Las muchachas abandonaron la habitación con premura. Intenté fingir valentía, aunque en realidad el miedo se había deslizado hasta mí y se había aferrado con afiladas garras a lo más profundo de mi alma. Sin siquiera levantarme del suave sofá, pregunté con altanería:
—¿Y a ti qué te da derecho a dar órdenes en mis aposentos?
—Te has vuelto insolente del todo. ¿Qué te crees que estás haciendo? Entregándote a placeres carnales con tu guardia, a pesar de que te lo advertí, Arabella —un frío glacial se instaló en mi interior, como una furiosa nevada—. ¿Cómo lo supo? Si antes sospechaba que alguien de mi séquito espiaba para él, ahora estoy segura. No dejaba de gritar—: ¡Te comportas como una ramera barata de puerto!
Sus palabras me ofendieron. ¿Cómo se atreve? Bien sabe que mi corazón pertenece a Atreo desde hace mucho, pero aun así me obligó a casarme con él. Durante dos meses le fui fiel, pero cuando estuve a punto de morir, lo único que lamenté fue haber pasado tan poco tiempo con mi amado. No negaré su acusación, quizás pueda negociar… y así nunca más me tocará:
—Tú tampoco estás libre de pecado. Sé de tus amoríos con las damas de compañía, así que no entiendo por qué te preocupas tanto.
Sus cejas se alzaron, mostrando sorpresa. Seguramente ni siquiera imaginó que yo lo sabía. Sin embargo, ignoró mis reproches:
—¿Eres tan desvergonzada que ni siquiera lo niegas?
¿Acaso creía que iba a justificarme? Suspiré pesadamente y comencé la difícil conversación:
—Lester, ¿quizás ha llegado el momento de dejar de fingir un matrimonio feliz? Obtuviste lo que querías: ser rey. Deja de atormentarme. Diviértete con las muchachas y no te entrometas en mi vida personal. Al fin y al cabo, son más hermosas que yo, tú mismo lo dijiste… ni siquiera te gusto.
El odio brilló en sus ojos. Se acercó y me agarró bruscamente del brazo. Me jaló hacia él, obligándome a ponerme de pie. Sentí una bofetada ardiente en mi rostro.
— Parece que has olvidado quién es tu marido. Te lo recordaré —me empujó con fuerza, y caí al frío suelo de mármol. Un dolor sordo me atravesó el cuerpo. Lester se abalanzó sobre mí—: Tu vida personal soy yo.
Sus manos se deslizaron con insistencia bajo mi vestido. No, esto no, no lo soportaré de nuevo. Me tocaba con toques ásperos y dolorosos, sus dedos parecían clavarse en mis músculos. De mi memoria surgieron los horribles recuerdos de mi noche de bodas. Grité:
—¡Para! ¡No! ¡Guardias!
—Los guardias no te ayudarán. Eres mi esposa, ¿por qué sigues resistiéndote? ¿Por qué cada vez intentas inventar una excusa para evitar mi cercanía, mientras te entregas a algún perro cortesano en un carruaje para deleite de los chismosos?

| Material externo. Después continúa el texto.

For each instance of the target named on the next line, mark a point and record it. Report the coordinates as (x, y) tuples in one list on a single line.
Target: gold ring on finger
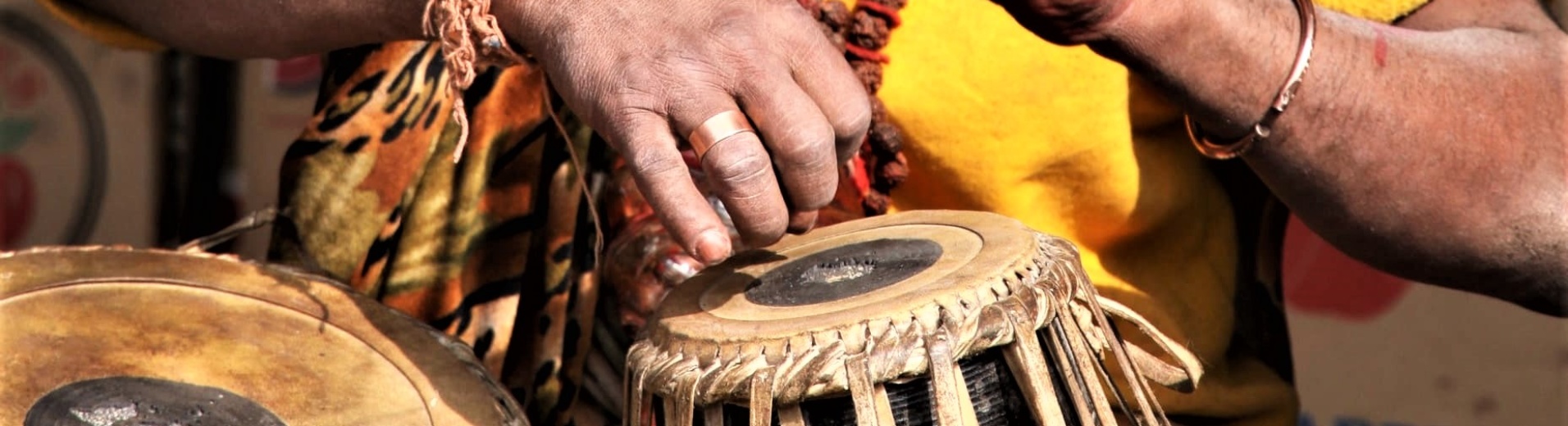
[(717, 129)]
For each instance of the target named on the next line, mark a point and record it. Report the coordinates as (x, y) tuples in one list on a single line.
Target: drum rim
[(1040, 283), (407, 343)]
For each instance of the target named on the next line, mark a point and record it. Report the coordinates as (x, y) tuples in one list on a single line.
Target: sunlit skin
[(1434, 149)]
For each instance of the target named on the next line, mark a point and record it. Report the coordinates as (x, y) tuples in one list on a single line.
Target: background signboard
[(1372, 350), (77, 143)]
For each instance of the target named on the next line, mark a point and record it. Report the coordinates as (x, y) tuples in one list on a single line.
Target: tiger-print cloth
[(481, 248)]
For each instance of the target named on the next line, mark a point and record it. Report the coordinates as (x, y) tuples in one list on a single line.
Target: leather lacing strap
[(471, 41), (1183, 376)]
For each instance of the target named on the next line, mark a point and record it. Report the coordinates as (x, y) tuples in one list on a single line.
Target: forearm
[(266, 29), (1437, 156)]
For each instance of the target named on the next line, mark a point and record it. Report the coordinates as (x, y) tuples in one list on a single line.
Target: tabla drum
[(110, 336), (914, 319)]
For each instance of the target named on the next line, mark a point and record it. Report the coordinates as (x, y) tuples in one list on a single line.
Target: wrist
[(402, 20), (1222, 60)]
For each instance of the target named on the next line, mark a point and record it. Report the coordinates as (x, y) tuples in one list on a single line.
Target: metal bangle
[(1265, 127)]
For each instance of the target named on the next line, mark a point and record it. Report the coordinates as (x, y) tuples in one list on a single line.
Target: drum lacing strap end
[(1183, 376), (253, 221)]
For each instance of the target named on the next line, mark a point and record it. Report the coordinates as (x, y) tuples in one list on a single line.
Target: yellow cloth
[(1069, 143), (1057, 137), (103, 29)]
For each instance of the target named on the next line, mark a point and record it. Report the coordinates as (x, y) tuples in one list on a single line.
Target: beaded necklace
[(861, 34)]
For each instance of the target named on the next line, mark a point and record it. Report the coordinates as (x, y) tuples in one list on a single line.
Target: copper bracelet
[(1265, 127)]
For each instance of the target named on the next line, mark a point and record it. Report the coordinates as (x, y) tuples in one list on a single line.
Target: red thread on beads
[(883, 10), (866, 53)]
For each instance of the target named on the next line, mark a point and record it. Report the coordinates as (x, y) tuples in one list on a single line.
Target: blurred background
[(103, 146)]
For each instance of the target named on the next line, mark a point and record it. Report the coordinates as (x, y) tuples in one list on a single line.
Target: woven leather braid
[(861, 34)]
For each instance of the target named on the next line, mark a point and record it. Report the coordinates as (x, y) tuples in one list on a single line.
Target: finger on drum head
[(663, 177), (799, 138), (801, 221)]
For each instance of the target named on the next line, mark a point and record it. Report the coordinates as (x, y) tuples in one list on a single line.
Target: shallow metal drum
[(108, 336)]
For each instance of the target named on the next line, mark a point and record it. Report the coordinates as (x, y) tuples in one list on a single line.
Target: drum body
[(913, 319), (99, 336)]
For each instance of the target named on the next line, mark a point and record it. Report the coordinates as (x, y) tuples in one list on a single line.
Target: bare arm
[(1435, 149), (266, 29)]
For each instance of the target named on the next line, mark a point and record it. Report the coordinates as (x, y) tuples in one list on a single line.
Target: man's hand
[(1432, 149), (646, 74), (1067, 22)]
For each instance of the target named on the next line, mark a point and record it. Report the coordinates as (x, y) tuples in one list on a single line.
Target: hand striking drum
[(98, 336), (916, 319)]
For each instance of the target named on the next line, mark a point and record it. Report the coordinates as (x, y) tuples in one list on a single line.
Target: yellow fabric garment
[(1069, 143), (98, 27)]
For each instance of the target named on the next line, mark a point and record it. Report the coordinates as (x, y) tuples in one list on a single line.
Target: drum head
[(832, 283), (121, 337)]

Oí el crujido de la tela desgarrándose. Lester ya había llegado a mis pantalones. Sin dudarlo, di la respuesta sincera que exigía:
—No te amo.
Su mano abandonó mi ropa interior y me golpeó con fuerza en la cara. Sangre brotó de mi labio, y un líquido cálido, rojo y salado llegó a mi boca. Intenté defenderme. Liberé mi mano de sus garras de hierro y lo empujé en su pecho de acero. El hombre la agarró y se enfureció aún más.
—Te lo advertí: si me engañas, Atreo morirá. Pero hiciste lo que quisiste. Seguramente el destino de tu guardia no te preocupa mucho.
—No te atrevas a tocarlo. Él es la única razón por la que aún te soporto.
En un solo aliento dije lo que tanto tiempo había enconado mi alma. Para dañarle de alguna manera a Lester y no parecer indefensa, le escupí con saña saliva ensangrentada en el rostro. Esto pareció liberar a la terrible bestia que vive en él. Sin contenerse, me propinó dolorosos golpes en la cabeza, el pecho y las costillas. Como si quisiera quebrarme por completo, me poseyó. Con dureza, brutalidad e insoportablemente. Por cada intento de liberarme, respondía con un golpe. Grité, sollocé, clamé, pero nadie acudió en mi ayuda. Mis guardias parecían sordos, y eso le permitió a Lester hacer conmigo lo que quisiera. Ya no tenía fuerzas para resistirme ni para gritar, parecía que todo esto no me estaba sucediendo a mí. Finalmente se levantó y se arregló los pantalones.
—Espero que hayas entendido quién es el verdadero hombre. Si intentas engañarme de nuevo, o siquiera lo piensas, mataré a tu amante.